Stelt als bijzondere voorwaarden:
Geeft aan reclassering Inforsa de opdracht als bedoeld in artikel 14c, zesde lid, van het Wetboek van Strafrecht toezicht te houden op de naleving van de voorwaarden en de veroordeelde ten behoeve daarvan te begeleiden.
Voorwaarden daarbij zijn dat de veroordeelde gedurende de proeftijd
  • ten behoeve van het vaststellen van haar identiteit medewerking zal verlenen aan het nemen van een of meer vingerafdrukken of een identiteitsbewijs als bedoeld in artikel 1 van de Wet op de identificatieplicht ter inzage aanbiedt;
  • medewerking verleent aan het reclasseringstoezicht, bedoeld in artikel 14c, zesde lid, van het Wetboek van Strafrecht, daaronder begrepen de medewerking aan huisbezoeken en het zich melden bij de reclassering zo vaak en zolang als de reclassering dit noodzakelijk acht.
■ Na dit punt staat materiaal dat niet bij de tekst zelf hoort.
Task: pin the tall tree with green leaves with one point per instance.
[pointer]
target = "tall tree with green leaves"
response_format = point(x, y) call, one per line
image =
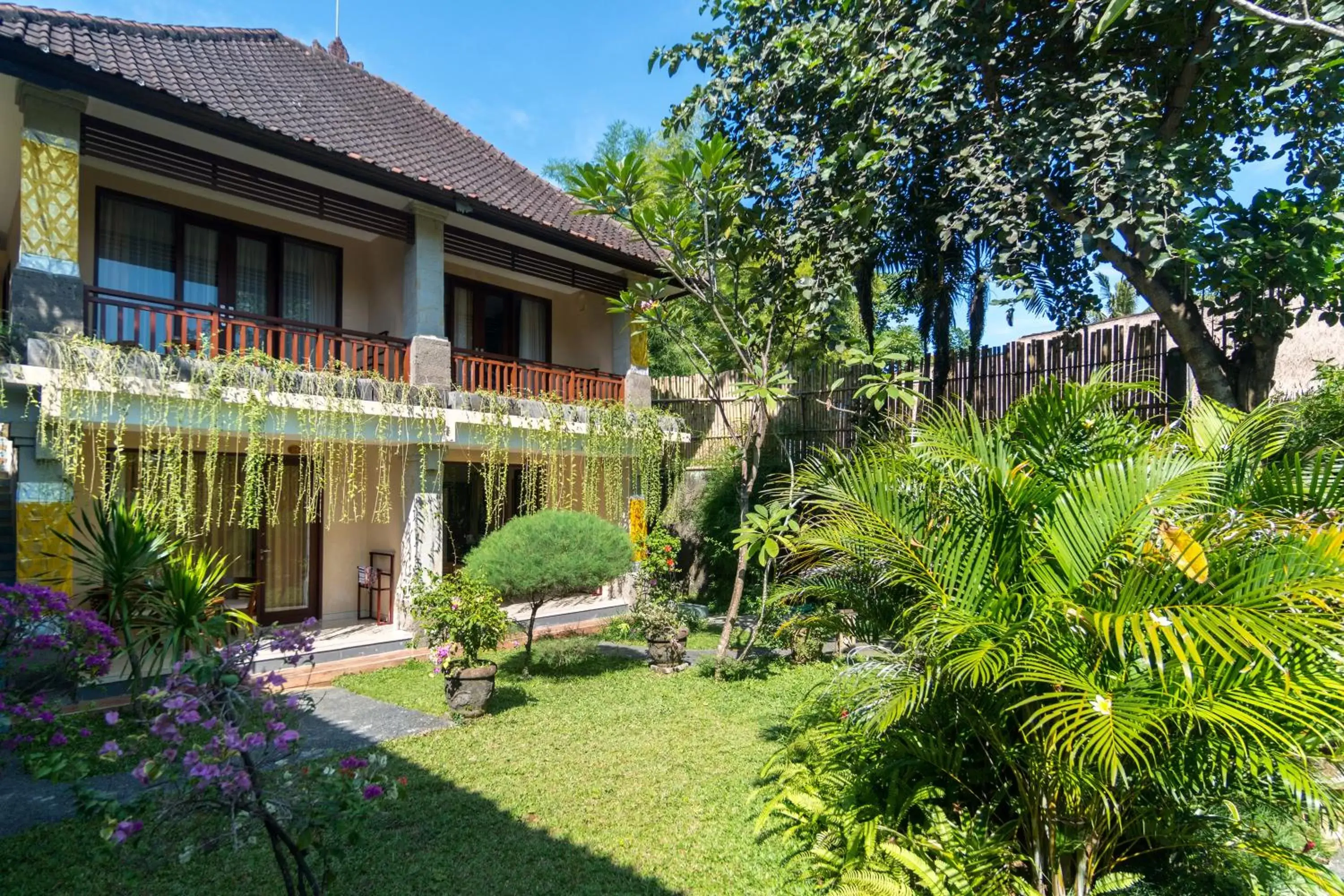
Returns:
point(732, 257)
point(1113, 656)
point(1069, 134)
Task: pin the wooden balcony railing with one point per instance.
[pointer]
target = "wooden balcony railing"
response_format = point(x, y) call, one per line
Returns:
point(482, 371)
point(154, 324)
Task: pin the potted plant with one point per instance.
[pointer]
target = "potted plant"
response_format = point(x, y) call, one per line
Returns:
point(664, 630)
point(461, 617)
point(656, 610)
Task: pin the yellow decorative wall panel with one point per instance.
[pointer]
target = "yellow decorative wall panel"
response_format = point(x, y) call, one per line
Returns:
point(49, 198)
point(639, 526)
point(37, 526)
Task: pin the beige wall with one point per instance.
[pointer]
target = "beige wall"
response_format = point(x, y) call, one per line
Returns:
point(581, 327)
point(371, 269)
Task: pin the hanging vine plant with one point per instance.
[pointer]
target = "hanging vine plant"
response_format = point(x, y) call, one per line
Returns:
point(206, 440)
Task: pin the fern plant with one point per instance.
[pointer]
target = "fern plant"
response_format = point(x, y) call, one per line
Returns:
point(1113, 642)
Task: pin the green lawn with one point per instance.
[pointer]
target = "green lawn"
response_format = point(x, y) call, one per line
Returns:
point(594, 777)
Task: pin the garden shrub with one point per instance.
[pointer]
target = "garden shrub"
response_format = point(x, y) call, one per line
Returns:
point(549, 555)
point(1319, 414)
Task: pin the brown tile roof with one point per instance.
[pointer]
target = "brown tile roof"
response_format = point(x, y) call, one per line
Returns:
point(303, 92)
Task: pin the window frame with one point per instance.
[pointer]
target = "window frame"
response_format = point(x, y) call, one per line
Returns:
point(229, 233)
point(515, 318)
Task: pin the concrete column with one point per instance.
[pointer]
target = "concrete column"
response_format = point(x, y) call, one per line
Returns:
point(422, 530)
point(45, 288)
point(638, 383)
point(43, 503)
point(422, 281)
point(620, 345)
point(432, 362)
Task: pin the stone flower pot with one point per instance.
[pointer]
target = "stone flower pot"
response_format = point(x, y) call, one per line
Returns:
point(470, 689)
point(668, 652)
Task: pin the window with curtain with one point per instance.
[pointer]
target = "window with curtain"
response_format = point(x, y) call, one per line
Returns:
point(533, 328)
point(499, 322)
point(201, 265)
point(308, 284)
point(142, 245)
point(463, 318)
point(252, 276)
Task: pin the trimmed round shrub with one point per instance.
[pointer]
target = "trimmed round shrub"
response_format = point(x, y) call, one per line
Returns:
point(547, 555)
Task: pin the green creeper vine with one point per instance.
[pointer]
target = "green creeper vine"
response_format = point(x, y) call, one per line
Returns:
point(206, 440)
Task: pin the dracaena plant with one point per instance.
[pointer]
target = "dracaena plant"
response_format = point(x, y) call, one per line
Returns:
point(1116, 655)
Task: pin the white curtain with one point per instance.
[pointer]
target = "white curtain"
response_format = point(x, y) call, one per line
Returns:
point(135, 248)
point(308, 284)
point(531, 330)
point(250, 291)
point(464, 311)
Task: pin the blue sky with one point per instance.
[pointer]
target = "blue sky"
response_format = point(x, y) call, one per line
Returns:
point(538, 78)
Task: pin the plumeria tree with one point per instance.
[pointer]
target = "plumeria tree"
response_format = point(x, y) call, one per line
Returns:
point(222, 747)
point(1066, 134)
point(730, 256)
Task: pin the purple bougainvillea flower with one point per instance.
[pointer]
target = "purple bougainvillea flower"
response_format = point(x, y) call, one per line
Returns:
point(127, 829)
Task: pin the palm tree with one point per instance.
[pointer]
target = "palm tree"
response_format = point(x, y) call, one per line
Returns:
point(1116, 655)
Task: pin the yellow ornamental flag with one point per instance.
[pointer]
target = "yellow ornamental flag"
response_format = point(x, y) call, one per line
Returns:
point(639, 527)
point(1185, 551)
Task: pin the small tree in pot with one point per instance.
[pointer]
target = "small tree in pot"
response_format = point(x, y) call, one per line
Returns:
point(461, 617)
point(549, 555)
point(656, 612)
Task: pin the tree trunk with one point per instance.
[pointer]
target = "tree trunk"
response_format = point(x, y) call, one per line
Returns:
point(750, 469)
point(1182, 319)
point(1254, 362)
point(527, 650)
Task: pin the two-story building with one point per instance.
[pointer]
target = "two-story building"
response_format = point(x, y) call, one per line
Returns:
point(226, 189)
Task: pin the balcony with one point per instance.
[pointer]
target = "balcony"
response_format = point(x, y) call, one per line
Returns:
point(156, 324)
point(482, 371)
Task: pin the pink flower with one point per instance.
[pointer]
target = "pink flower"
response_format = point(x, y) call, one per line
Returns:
point(127, 829)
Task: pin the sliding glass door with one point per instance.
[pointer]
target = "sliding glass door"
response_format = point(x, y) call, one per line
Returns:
point(289, 558)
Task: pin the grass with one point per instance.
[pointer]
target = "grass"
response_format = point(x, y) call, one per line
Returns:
point(703, 636)
point(592, 777)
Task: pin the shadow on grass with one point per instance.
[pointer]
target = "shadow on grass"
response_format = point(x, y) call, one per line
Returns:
point(508, 698)
point(565, 659)
point(457, 841)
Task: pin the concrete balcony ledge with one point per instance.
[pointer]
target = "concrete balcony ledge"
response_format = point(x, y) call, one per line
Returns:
point(143, 374)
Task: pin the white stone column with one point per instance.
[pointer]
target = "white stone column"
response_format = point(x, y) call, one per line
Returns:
point(422, 280)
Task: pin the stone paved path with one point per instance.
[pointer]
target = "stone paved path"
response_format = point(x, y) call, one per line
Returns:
point(342, 722)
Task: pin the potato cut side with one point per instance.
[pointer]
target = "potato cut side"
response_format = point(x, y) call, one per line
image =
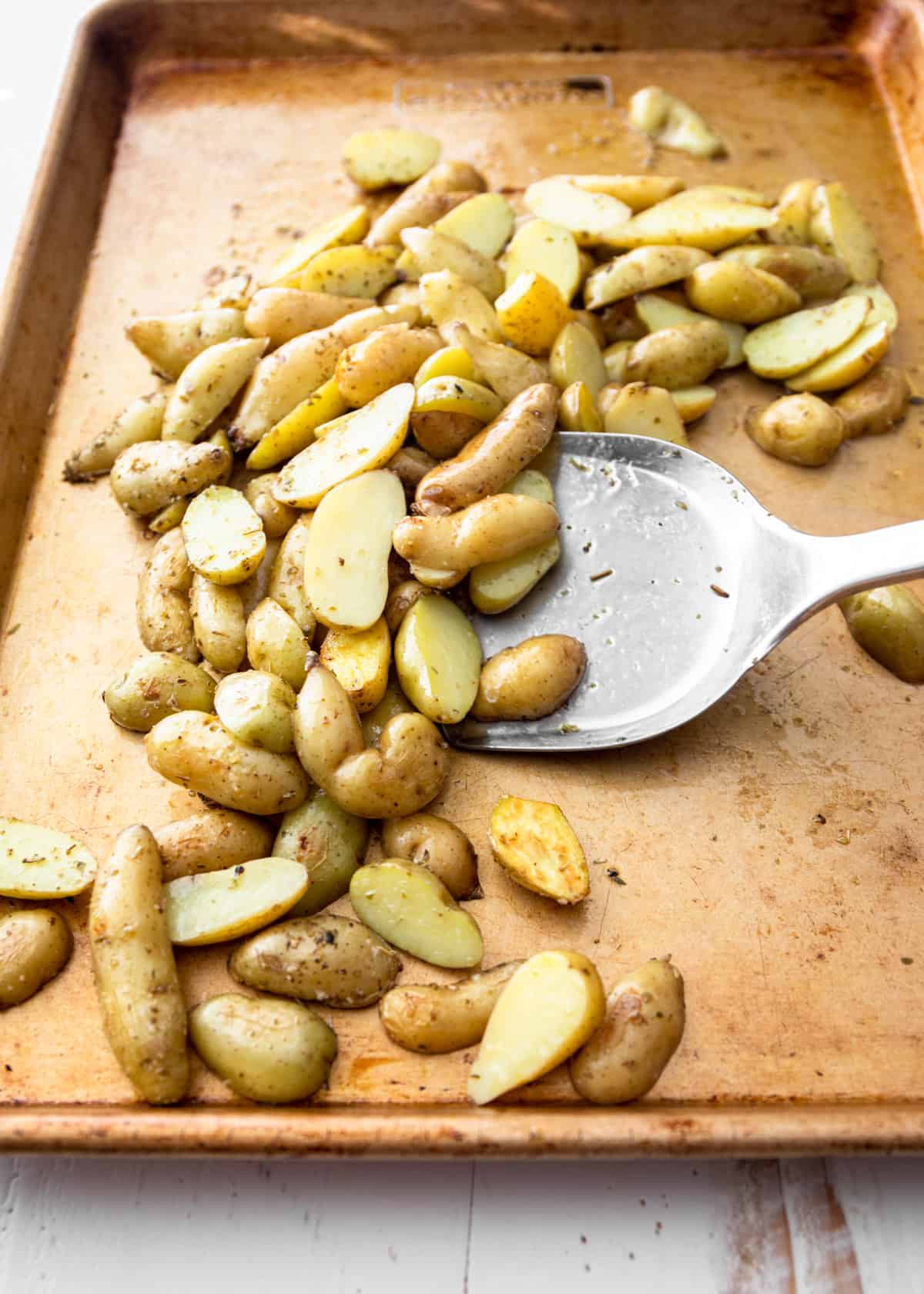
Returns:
point(376, 159)
point(357, 443)
point(437, 656)
point(213, 907)
point(346, 563)
point(547, 249)
point(796, 342)
point(224, 536)
point(414, 911)
point(36, 862)
point(848, 365)
point(547, 1011)
point(537, 848)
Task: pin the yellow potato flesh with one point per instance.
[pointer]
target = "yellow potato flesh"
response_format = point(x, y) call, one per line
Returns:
point(547, 1011)
point(213, 907)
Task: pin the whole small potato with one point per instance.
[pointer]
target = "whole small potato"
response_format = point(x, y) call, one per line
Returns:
point(35, 945)
point(531, 679)
point(329, 959)
point(888, 624)
point(266, 1050)
point(437, 844)
point(642, 1031)
point(798, 430)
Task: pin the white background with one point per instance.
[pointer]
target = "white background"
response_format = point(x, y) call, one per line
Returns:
point(457, 1229)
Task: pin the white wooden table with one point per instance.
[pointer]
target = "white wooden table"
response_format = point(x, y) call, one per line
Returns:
point(734, 1229)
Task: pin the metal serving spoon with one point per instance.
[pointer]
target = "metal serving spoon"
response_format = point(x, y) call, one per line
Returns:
point(677, 582)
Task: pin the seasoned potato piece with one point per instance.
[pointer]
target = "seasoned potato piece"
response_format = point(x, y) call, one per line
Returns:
point(490, 460)
point(135, 974)
point(198, 752)
point(281, 313)
point(791, 344)
point(258, 707)
point(140, 422)
point(638, 272)
point(642, 1031)
point(210, 841)
point(146, 478)
point(673, 125)
point(505, 369)
point(266, 1050)
point(536, 846)
point(680, 356)
point(374, 159)
point(437, 658)
point(385, 359)
point(397, 778)
point(875, 404)
point(742, 294)
point(437, 844)
point(448, 299)
point(433, 1019)
point(162, 607)
point(806, 270)
point(360, 662)
point(547, 1010)
point(494, 528)
point(207, 386)
point(329, 959)
point(36, 862)
point(277, 518)
point(276, 643)
point(154, 686)
point(888, 624)
point(213, 907)
point(287, 582)
point(547, 249)
point(838, 228)
point(498, 585)
point(346, 557)
point(531, 679)
point(172, 340)
point(357, 443)
point(847, 365)
point(346, 226)
point(484, 223)
point(296, 430)
point(798, 430)
point(409, 907)
point(35, 945)
point(329, 843)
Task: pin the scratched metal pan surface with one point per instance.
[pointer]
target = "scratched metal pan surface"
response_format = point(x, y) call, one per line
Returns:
point(773, 846)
Veroordeelde moet zich gedurende de proeftijd melden bij reclassering Inforsa en moet zich gedurende de proeftijd blijven melden, zo vaak en zolang de reclassering dit noodzakelijk acht.
Veroordeelde moet zich gedurende minimaal 6 maanden van de proeftijd laten opnemen in de kliniek van Novadic-Kentron, forensische verslavingsafdeling in Vught, althans een soortgelijke intramurale instelling, waarbij veroordeelde zich moet houden aan de aanwijzingen die veroordeelde in het kader van die behandeling door of namens de (geneesheer-)directeur van die instelling zullen worden gegeven.
Veroordeelde moet zich vervolgens gedurende de proeftijd, of zoveel korter als de reclassering nodig vindt, onder behandeling stellen van een nog door de reclassering aan te wijzen ambulante behandelinstelling, op de tijden en plaatsen als door of namens die zorginstelling aan te geven. Deze behandelinstelling zal verdachte behandelen op basis van de diagnose die zal worden gesteld na het afronden van de behandeling in de verslavingskliniek.
Heft op het - geschorste - bevel tot voorlopige hechtenis.
Dit vonnis is gewezen door
mr. B.M. Visser, voorzitter,
mrs. A. Eichperger en A.A. Fase, rechters,
in tegenwoordigheid van mr. J.W.M. Steenbakkers, griffier,
en uitgesproken op de openbare terechtzitting van deze rechtbank van 29 oktober 2020.